Thanks for visiting and commenting! Although I was disappointed by the Immortalists, I still think it has a lot of good qualities. Maybe I was affected by listening to it as an audiobook while bumping along potholed roads in rural Romania. The medium seems to matter for me! If you do read it, I’d be interested to hear your take.
We are in Bulgaria right now, and we plan to spend a few weeks here before moving on to Greece. We might slow down a bit soon—the travels are great, but I’m getting behind on various writing projects!
Your books are new to me so this post was very interesting to find different books. I read an adult murder mystery in September that ended up surprising me and becoming my favorite of the month. It’s titled The 7 1/2 Deaths of Evelyn Hardcastle. I’ve recommended it to many people already. I usually read YA and middle grade, while most of my friends only read adult books, so my favorite book gave me a chance to talk books with them.
Yes, I like reading these monthly roundups by other bloggers—they’re a good way to discover different kinds of books. I’ve heard good things about The 7 1/2 Deaths of Evelyn Hardcastle before. Thanks for the recommendation! I don’t normally read murder mysteries, but maybe I’ll give this one a try 🙂
Roth is wonderful. Try The Emperor’s Tomb. Since you’re touring the Balkans (lucky you!) I STRONGLY recommend Kapka Kassabova’s book Border, about Bulgaria, Greece & Turkey (Thrace, basically).
I wrote about it here: https://glli-us.org/2018/06/06/our-bitter-beloved-borderless-balkans-kapka-kassabovas-border-by-dorian-stuber/
Thanks very much for the recommendations! It’s funny—I was just thinking of reading The Emperor’s Tomb for fellow blogger Caroline’s German Literature Month.
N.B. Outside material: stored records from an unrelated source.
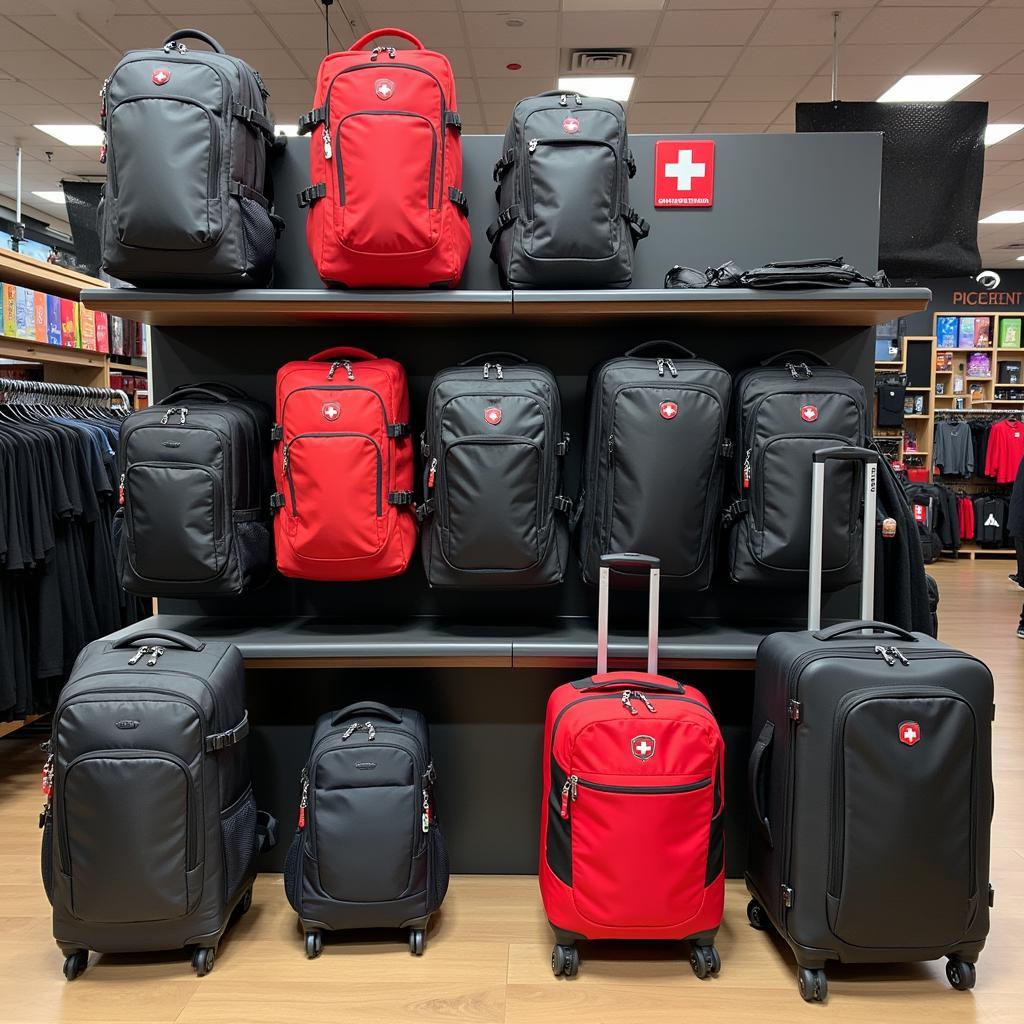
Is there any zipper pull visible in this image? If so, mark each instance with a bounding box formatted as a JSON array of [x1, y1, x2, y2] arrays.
[[742, 449, 751, 489], [370, 46, 382, 61], [607, 434, 615, 457], [282, 444, 291, 473], [666, 358, 678, 377], [637, 692, 656, 714], [342, 359, 354, 381], [99, 77, 109, 127], [874, 644, 896, 666], [559, 94, 567, 106], [327, 361, 340, 380], [574, 93, 582, 106], [482, 362, 490, 379], [621, 690, 638, 716], [528, 138, 538, 153], [179, 407, 188, 424], [99, 134, 107, 164], [888, 646, 910, 666], [118, 473, 125, 506], [146, 646, 165, 667], [427, 457, 437, 489], [41, 752, 54, 800], [422, 789, 431, 833], [298, 769, 309, 828], [495, 363, 503, 380], [388, 47, 397, 59], [322, 126, 332, 160], [128, 645, 151, 666], [560, 778, 572, 819], [657, 357, 665, 377], [342, 722, 357, 740], [160, 406, 175, 424], [366, 722, 376, 741]]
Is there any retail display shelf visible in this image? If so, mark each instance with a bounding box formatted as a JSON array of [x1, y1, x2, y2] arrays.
[[107, 615, 774, 669], [81, 286, 931, 328], [0, 249, 106, 301], [0, 336, 107, 371]]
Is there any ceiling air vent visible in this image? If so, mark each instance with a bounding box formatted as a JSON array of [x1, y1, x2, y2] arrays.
[[569, 50, 633, 73]]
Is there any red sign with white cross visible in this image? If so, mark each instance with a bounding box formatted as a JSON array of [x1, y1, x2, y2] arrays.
[[654, 140, 715, 209], [899, 721, 921, 746]]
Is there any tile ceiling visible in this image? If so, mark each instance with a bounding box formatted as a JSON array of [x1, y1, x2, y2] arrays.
[[1, 0, 1024, 266]]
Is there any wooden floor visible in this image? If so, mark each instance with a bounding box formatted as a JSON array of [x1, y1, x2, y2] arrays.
[[1, 558, 1022, 1023]]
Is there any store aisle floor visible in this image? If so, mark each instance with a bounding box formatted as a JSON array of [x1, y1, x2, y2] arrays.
[[1, 558, 1021, 1023]]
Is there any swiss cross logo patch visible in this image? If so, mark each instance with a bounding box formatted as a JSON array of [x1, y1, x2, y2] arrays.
[[562, 116, 580, 134], [899, 721, 921, 747], [654, 140, 715, 209], [660, 401, 678, 420], [484, 406, 502, 426], [322, 401, 341, 422], [152, 68, 170, 86], [375, 78, 394, 100], [913, 503, 928, 524], [800, 405, 818, 422], [631, 735, 656, 761]]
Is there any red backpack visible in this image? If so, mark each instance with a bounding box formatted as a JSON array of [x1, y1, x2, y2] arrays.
[[296, 27, 471, 288], [271, 347, 416, 580]]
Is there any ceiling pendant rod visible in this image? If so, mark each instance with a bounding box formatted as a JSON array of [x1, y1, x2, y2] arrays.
[[831, 10, 841, 103]]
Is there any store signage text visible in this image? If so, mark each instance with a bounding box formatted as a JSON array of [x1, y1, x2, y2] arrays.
[[951, 289, 1023, 306]]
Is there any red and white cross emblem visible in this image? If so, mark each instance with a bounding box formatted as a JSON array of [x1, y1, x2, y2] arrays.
[[899, 721, 921, 746], [484, 406, 502, 425], [375, 78, 394, 100], [800, 405, 818, 422], [631, 735, 656, 761], [322, 401, 341, 422], [660, 401, 678, 420], [152, 68, 170, 86]]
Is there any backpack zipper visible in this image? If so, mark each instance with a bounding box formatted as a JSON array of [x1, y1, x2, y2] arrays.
[[561, 774, 710, 819]]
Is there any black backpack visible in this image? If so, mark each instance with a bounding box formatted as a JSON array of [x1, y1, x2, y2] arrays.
[[100, 30, 282, 287], [487, 92, 649, 288], [419, 353, 571, 588], [115, 381, 273, 596], [725, 353, 869, 588], [43, 629, 276, 978], [283, 701, 449, 957], [576, 341, 732, 590]]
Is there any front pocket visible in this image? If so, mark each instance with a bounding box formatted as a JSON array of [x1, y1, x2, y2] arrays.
[[62, 750, 199, 923], [110, 96, 218, 250], [337, 110, 438, 254], [284, 432, 383, 560], [441, 436, 542, 571], [220, 785, 257, 903], [827, 690, 977, 948], [125, 462, 222, 582], [567, 773, 713, 928], [527, 139, 616, 260]]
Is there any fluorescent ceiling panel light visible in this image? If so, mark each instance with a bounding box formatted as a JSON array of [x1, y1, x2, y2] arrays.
[[985, 123, 1024, 146], [878, 75, 979, 103], [1016, 255, 1024, 261], [31, 190, 66, 204], [274, 124, 300, 137], [34, 124, 105, 146], [557, 76, 634, 102], [979, 210, 1024, 224]]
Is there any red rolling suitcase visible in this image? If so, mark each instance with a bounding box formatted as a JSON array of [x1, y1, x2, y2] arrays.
[[539, 553, 726, 979]]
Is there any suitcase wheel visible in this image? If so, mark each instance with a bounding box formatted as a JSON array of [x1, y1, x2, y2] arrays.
[[798, 967, 827, 1003], [305, 930, 324, 960], [946, 957, 976, 991], [62, 950, 88, 981], [408, 928, 425, 957], [689, 945, 721, 980], [192, 946, 216, 977], [551, 944, 580, 978], [238, 884, 254, 917], [746, 899, 768, 931]]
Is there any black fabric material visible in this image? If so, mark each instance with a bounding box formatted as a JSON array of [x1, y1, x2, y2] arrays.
[[1009, 455, 1024, 538], [740, 256, 887, 289], [926, 573, 940, 638], [905, 482, 960, 553], [876, 384, 906, 428], [796, 101, 987, 278]]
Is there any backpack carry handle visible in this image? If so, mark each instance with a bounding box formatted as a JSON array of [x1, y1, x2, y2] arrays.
[[309, 347, 377, 362], [625, 341, 697, 359], [158, 386, 231, 405], [760, 349, 830, 368], [572, 674, 683, 694], [458, 351, 528, 366], [351, 27, 425, 51], [748, 721, 774, 848], [163, 30, 226, 54], [597, 553, 660, 675], [170, 380, 247, 398], [109, 629, 206, 652], [332, 701, 403, 726], [813, 620, 917, 642]]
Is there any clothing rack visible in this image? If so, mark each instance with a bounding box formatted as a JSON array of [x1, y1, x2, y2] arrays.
[[0, 377, 130, 411]]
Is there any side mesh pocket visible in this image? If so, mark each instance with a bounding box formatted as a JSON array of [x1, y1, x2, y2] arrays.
[[40, 808, 54, 906], [221, 785, 257, 904], [233, 514, 272, 590], [238, 195, 276, 284], [427, 825, 450, 912], [283, 828, 303, 914]]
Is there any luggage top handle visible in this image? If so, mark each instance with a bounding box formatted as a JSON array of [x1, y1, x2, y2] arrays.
[[309, 346, 377, 362], [158, 383, 243, 405], [597, 553, 660, 676], [814, 620, 918, 642], [807, 446, 878, 632], [458, 351, 528, 366], [351, 27, 425, 51], [109, 628, 206, 652], [163, 29, 226, 54], [332, 701, 403, 726], [760, 349, 830, 367], [169, 380, 247, 399], [625, 341, 697, 359]]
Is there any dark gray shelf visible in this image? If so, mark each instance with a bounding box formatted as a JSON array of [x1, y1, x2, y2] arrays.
[[108, 615, 770, 669]]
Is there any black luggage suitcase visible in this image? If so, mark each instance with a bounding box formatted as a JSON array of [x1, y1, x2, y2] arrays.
[[725, 352, 869, 588], [114, 381, 273, 597], [576, 341, 732, 590], [418, 353, 571, 588], [745, 447, 994, 1002], [100, 29, 282, 287], [41, 628, 276, 979], [283, 701, 449, 957]]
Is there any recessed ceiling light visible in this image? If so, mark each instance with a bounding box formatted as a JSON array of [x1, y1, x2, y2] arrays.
[[985, 123, 1024, 146], [557, 76, 634, 102], [505, 17, 525, 28], [1016, 255, 1024, 261], [34, 123, 105, 146], [878, 75, 979, 103], [32, 190, 66, 204], [980, 210, 1024, 224], [274, 124, 300, 137]]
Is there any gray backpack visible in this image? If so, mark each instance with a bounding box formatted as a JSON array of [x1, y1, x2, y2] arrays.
[[487, 92, 649, 288], [99, 30, 282, 287]]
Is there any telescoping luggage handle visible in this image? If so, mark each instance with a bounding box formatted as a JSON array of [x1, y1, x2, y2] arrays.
[[596, 553, 661, 677], [109, 628, 206, 652], [807, 446, 878, 631]]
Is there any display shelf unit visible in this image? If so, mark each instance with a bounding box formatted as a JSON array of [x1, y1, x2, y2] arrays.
[[0, 249, 105, 301], [952, 542, 1017, 560], [874, 333, 935, 470], [0, 714, 42, 740]]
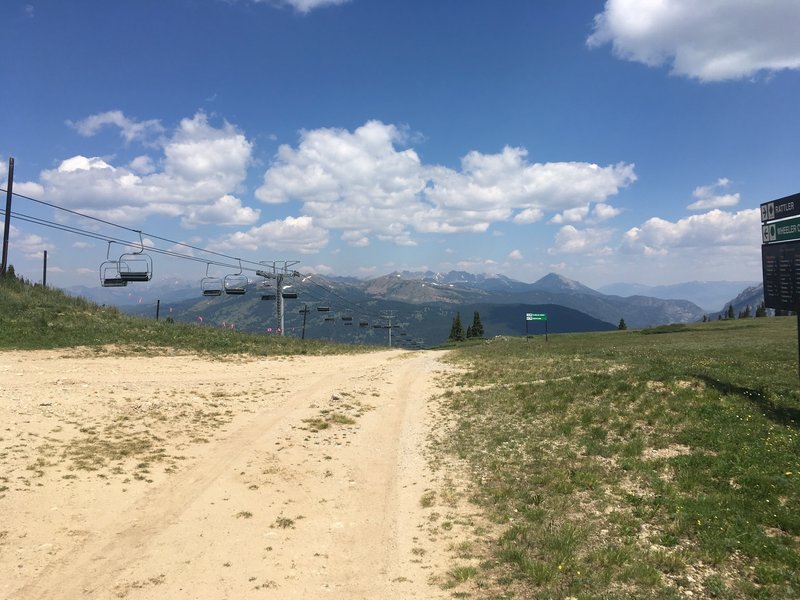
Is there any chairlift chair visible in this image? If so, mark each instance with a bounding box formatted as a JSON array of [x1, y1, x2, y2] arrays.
[[201, 264, 223, 296], [282, 291, 298, 299], [223, 260, 248, 295], [118, 231, 153, 282], [261, 294, 277, 301], [100, 261, 128, 287], [99, 242, 127, 287], [317, 306, 330, 312], [359, 319, 369, 327]]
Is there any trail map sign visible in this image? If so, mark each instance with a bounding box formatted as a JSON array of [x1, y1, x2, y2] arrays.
[[761, 192, 800, 311], [761, 192, 800, 380], [761, 241, 800, 312]]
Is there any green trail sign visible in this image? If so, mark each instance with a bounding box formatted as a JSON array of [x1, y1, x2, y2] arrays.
[[526, 313, 547, 321], [762, 215, 800, 244]]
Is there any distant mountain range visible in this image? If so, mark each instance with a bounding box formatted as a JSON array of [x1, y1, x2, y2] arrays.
[[597, 280, 760, 312], [72, 270, 765, 346]]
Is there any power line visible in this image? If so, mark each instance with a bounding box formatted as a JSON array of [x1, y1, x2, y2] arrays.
[[0, 188, 267, 271]]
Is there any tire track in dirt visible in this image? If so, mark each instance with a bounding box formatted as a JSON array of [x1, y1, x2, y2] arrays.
[[4, 349, 454, 599]]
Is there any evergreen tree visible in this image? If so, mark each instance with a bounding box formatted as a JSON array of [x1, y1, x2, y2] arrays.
[[470, 311, 484, 338], [726, 304, 735, 319], [466, 325, 474, 339], [449, 312, 465, 342], [755, 302, 767, 318], [702, 315, 708, 323], [617, 318, 627, 330]]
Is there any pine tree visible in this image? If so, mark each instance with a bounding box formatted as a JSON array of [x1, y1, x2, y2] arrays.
[[466, 325, 474, 338], [755, 302, 767, 318], [449, 312, 465, 342], [726, 304, 735, 319], [618, 318, 627, 330], [470, 311, 484, 338]]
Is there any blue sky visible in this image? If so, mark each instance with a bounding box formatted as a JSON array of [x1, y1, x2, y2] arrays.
[[2, 0, 800, 289]]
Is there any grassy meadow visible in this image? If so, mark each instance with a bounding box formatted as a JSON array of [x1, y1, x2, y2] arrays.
[[3, 273, 799, 598], [0, 274, 363, 355], [437, 319, 800, 599]]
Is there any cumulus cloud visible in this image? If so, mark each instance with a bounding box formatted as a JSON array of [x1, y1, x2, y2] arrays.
[[549, 225, 615, 255], [687, 178, 739, 211], [508, 249, 524, 260], [621, 208, 759, 255], [69, 110, 165, 145], [592, 202, 621, 221], [0, 224, 49, 259], [219, 215, 329, 254], [180, 195, 260, 228], [551, 205, 590, 224], [40, 111, 254, 225], [255, 120, 636, 245], [588, 0, 800, 81]]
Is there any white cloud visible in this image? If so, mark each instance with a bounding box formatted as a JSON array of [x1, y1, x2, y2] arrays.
[[40, 111, 254, 225], [220, 215, 329, 254], [592, 202, 621, 221], [621, 208, 759, 255], [69, 110, 165, 145], [588, 0, 800, 81], [508, 249, 523, 260], [687, 178, 739, 210], [129, 155, 156, 174], [549, 225, 615, 255], [256, 120, 636, 244], [250, 0, 350, 14], [551, 205, 590, 224], [0, 224, 49, 259], [512, 207, 544, 224], [180, 195, 260, 228], [341, 230, 370, 247], [305, 264, 334, 275]]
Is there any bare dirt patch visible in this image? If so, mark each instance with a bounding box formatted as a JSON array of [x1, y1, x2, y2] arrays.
[[0, 348, 461, 599]]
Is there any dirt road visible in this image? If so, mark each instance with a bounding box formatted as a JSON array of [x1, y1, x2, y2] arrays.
[[0, 348, 467, 599]]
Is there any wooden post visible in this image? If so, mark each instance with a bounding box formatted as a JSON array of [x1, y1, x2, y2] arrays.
[[1, 157, 14, 276]]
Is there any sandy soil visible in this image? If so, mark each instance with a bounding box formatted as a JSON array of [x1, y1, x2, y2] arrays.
[[0, 348, 478, 599]]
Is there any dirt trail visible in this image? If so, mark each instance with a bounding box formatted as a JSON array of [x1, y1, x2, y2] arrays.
[[0, 348, 461, 599]]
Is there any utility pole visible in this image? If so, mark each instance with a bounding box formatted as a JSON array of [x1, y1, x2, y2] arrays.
[[300, 304, 309, 339], [256, 261, 300, 337], [42, 250, 47, 287], [381, 310, 397, 347], [1, 156, 14, 276]]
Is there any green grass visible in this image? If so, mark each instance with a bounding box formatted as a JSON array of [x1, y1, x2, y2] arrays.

I’m having trouble getting hold of a copy, but if I can find one, I’ll read it.
I read Border recently, as it happens, and I loved your review of the book. Thanks for linking to it. I was driving through the countryside last week and unexpectedly saw those flames from the front cover in a huge concrete statue. It was a strange moment of thinking, “I’ve seen those somewhere before” and then suddenly remembering where!